Maka mendengar penjelasan Sahabat ini, Rasulullah Shalallahu ‘Alaihi wa Sallam mengatakan:
إِنَّ
الرَّجُلَ لَيَعْمَلُ عَمَلَ أَهْلِ الْجَنَّةِ فِيمَا يَبْدُو لِلنَّاسِ وَهُوَ
مِنْ أَهْلِ النَّارِ وَإِنَّ الرَّجُلَ لَيَعْمَلُ عَمَلَ أَهْلِ النَّارِ فِيمَا
يَبْدُو لِلنَّاسِ وَهُوَ مِنْ أَهْلِ الْجَنَّةِ
“Ada seseorang
yang melakukan amalan penghuni surga hingga terlihat oleh manusia menjadi
penghuninya padahal ia termasuk penghuni neraka, sebaliknya ada seseorang yang
melakukan amalan penghuni neraka hingga terlihat oleh manusia ia menjadi
penghuninya padahal ia adalah penghuni surga.” (HR. Bukhari dan Muslim)

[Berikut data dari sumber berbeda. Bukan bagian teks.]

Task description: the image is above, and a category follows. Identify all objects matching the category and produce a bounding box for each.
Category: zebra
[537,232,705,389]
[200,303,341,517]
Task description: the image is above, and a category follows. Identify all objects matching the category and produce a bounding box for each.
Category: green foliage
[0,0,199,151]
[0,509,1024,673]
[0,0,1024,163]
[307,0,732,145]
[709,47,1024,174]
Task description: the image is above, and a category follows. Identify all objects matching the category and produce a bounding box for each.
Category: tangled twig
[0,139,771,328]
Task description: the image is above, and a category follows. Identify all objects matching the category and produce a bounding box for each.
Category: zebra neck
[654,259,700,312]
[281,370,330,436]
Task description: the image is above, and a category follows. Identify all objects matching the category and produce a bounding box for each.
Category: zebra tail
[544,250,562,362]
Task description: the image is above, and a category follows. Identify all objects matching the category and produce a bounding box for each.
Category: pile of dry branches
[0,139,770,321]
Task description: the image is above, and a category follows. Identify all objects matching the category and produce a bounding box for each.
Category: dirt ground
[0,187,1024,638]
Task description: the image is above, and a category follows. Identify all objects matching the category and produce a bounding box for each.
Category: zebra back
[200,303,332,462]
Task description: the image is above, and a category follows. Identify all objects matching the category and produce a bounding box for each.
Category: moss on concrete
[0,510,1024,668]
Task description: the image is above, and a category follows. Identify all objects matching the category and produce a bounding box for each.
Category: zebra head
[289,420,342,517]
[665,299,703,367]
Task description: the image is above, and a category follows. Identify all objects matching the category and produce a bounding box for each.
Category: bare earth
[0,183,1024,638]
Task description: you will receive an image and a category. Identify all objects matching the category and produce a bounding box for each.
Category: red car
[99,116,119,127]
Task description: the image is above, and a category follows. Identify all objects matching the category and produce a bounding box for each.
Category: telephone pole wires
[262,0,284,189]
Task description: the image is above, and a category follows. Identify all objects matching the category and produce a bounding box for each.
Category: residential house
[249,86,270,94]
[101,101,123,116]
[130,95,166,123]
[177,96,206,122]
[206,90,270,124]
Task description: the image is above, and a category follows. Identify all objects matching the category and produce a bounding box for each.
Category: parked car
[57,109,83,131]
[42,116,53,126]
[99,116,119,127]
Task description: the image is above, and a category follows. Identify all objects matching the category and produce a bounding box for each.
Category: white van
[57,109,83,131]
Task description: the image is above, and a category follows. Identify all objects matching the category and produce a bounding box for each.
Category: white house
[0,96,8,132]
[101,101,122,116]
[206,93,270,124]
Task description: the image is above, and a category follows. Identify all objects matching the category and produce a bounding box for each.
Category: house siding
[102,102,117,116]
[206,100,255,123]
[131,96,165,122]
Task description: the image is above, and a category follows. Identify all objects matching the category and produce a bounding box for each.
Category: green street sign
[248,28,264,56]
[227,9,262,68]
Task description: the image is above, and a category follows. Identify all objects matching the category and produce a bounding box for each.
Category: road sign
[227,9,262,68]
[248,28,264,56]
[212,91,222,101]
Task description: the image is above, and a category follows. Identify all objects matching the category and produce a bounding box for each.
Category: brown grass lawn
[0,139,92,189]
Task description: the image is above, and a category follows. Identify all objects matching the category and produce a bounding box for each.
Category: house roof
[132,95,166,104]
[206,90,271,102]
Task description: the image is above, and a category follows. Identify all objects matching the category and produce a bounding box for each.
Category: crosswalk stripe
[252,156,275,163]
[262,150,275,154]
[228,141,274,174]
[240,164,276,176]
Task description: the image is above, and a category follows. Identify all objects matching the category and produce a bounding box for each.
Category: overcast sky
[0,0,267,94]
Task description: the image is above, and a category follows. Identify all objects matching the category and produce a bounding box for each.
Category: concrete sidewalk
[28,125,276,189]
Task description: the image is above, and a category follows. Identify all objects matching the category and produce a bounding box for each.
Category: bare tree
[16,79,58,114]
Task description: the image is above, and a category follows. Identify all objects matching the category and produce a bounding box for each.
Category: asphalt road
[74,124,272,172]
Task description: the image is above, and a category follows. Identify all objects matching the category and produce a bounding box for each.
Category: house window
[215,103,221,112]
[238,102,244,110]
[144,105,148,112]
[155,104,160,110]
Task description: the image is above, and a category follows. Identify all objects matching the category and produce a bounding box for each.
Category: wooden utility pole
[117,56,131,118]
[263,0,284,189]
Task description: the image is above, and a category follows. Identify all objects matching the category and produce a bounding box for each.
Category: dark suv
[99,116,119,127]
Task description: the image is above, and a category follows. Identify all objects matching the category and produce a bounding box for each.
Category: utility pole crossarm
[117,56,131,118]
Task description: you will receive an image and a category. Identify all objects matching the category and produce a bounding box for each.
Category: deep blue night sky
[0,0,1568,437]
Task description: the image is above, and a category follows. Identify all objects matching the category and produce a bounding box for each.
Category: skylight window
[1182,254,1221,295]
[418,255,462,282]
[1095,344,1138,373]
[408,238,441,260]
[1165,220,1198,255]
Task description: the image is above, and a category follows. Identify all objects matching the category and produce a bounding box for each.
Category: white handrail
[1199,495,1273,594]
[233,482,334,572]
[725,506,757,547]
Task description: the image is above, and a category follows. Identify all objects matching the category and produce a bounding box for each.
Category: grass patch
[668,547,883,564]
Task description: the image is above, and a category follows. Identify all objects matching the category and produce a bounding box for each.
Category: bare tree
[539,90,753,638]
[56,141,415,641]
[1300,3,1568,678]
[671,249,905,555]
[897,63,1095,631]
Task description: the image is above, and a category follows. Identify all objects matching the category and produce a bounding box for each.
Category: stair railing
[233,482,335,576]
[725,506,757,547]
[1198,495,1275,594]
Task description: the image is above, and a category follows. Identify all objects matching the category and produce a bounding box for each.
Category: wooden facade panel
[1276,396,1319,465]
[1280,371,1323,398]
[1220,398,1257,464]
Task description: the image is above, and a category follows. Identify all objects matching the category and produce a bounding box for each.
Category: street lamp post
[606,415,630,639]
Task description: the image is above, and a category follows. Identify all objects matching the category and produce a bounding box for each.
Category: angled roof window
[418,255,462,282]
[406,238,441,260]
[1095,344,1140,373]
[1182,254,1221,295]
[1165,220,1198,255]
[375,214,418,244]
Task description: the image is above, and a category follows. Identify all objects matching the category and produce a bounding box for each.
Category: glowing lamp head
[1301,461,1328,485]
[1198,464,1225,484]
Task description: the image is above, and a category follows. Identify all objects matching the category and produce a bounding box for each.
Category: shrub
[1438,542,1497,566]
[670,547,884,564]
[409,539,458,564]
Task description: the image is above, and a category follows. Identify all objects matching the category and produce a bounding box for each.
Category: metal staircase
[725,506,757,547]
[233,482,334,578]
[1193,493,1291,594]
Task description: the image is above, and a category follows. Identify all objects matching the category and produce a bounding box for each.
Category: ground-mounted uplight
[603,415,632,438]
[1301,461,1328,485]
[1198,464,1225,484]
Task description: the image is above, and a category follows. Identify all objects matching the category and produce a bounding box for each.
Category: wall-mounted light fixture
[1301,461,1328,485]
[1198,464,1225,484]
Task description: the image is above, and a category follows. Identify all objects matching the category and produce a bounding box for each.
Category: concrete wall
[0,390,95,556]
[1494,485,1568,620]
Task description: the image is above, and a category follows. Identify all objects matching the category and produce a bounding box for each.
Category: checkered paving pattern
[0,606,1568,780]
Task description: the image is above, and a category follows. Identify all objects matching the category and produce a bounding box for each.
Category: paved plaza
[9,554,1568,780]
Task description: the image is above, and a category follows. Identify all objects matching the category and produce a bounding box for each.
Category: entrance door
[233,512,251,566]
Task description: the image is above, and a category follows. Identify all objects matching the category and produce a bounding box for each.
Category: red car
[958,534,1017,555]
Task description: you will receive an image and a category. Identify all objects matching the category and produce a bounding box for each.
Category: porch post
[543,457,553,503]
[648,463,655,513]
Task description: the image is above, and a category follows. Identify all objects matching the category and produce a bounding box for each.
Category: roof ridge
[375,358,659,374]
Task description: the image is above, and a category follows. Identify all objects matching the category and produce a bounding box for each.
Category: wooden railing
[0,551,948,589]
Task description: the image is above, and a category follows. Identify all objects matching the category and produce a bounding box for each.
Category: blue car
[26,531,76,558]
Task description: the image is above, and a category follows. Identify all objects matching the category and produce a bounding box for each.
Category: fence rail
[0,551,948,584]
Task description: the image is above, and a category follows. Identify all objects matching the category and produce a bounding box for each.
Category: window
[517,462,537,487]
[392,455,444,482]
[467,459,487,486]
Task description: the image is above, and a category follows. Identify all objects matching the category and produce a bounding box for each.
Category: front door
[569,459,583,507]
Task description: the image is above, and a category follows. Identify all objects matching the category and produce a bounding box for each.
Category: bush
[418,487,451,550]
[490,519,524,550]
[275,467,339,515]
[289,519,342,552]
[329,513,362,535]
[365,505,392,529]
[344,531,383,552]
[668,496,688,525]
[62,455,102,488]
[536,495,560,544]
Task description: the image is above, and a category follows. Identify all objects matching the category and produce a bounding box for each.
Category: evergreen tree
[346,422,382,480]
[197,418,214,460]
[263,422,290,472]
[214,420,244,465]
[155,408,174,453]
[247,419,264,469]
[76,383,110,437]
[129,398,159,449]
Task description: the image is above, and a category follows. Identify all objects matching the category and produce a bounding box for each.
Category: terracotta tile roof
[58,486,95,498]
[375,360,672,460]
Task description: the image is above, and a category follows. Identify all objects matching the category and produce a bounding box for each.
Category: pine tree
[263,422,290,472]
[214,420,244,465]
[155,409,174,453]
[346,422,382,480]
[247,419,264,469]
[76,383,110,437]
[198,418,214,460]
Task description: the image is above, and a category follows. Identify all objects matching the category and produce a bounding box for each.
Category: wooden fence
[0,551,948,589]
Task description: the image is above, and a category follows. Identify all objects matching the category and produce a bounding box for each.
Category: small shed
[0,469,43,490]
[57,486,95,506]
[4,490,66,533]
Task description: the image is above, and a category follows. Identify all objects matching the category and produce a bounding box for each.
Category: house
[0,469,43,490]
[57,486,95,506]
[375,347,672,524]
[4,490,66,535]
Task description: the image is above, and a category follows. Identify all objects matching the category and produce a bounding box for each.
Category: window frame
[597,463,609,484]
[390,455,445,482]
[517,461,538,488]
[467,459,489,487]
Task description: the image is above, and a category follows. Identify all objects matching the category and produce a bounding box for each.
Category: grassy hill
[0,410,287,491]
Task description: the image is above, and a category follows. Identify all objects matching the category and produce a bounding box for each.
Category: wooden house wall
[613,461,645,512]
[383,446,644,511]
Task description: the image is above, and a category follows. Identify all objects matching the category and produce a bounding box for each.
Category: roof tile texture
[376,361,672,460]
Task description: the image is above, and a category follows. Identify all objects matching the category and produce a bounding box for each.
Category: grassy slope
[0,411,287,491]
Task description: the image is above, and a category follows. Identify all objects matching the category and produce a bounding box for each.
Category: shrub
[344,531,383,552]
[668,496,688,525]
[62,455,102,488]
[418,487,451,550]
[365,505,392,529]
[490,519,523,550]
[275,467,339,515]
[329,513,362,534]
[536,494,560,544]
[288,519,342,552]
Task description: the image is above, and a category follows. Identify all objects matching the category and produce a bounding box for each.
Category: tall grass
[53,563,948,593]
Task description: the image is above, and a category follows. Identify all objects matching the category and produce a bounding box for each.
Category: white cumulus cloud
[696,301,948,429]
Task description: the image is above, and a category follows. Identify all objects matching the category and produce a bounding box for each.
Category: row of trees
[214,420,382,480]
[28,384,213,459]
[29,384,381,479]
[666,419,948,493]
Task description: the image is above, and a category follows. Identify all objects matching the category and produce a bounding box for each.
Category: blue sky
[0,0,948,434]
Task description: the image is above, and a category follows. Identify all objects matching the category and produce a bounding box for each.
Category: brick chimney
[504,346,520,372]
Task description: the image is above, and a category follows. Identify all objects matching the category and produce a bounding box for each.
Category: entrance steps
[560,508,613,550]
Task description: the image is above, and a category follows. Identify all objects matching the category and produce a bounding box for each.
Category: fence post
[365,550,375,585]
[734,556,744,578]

Ma’asyirol muslimin rahimani wa
rahimakumullah
Terkait pelajaran dari kisah tersebut. Hal ini ditegaskan pula dalam hadits arba’in karya imam nawawi yakni dari Abdurrahman abdullah bin mas’ud, Rasulullah SAW. bersabda :
فَوَ اللهِ الَّذِي لاَ إِلَهَ غَيْرُهُ إِنَّ أَحَدَكُمْ
لَيَعْمَلُ بِعَمَلِ أَهْلِ الْجَنَّةِ حَتَّى مَا يَكُوْنُ بَيْنَهُ وَبَيْنَهَا
إِلاَّ ذِرَاعٌ فَيَسْبِقُ عَلَيْهِ الْكِتَابُ فَيَعْمَلُ بِعَمَلِ أَهْلِ
النَّارِ فَيَدْخُلُهَا
“Demi Allah yang tidak ada Ilah selain-Nya, sesungguhnya di antara kalian ada yang melakukan perbuatan ahli surga hingga jarak antara dirinya dan surga tinggal sehasta akan tetapi telah ditetapkan baginya ketentuan, dia melakukan perbuatan ahli neraka maka masuklah dia ke dalam neraka.”
وَإِنَّ أَحَدَكُمْ
لَيَعْمَلُ بِعَمَلِ أَهْلِ النَّارِ حَتَّى مَا يَكُوْنُ بَيْنَهُ وَبَيْنَهَا
إِلاَّ ذِرَاعٌ فَيَسْبِقُ عَلَيْهِ الْكِتَابُ فَيَعْمَلُ بِعَمَلِ أَهْلِ
الْجَنَّةِ فَيَدْخُلُهَا
“Dan sesungguhnya di antara kalian ada yang melakukan
perbuatan ahli neraka hingga jarak antara dirinya dan neraka tinggal sehasta
akan tetapi telah ditetapkan baginya ketentuan, dia melakukan perbuatan ahli
surga maka masuklah dia ke dalam surga.” (HR. Bukhari dan Muslim)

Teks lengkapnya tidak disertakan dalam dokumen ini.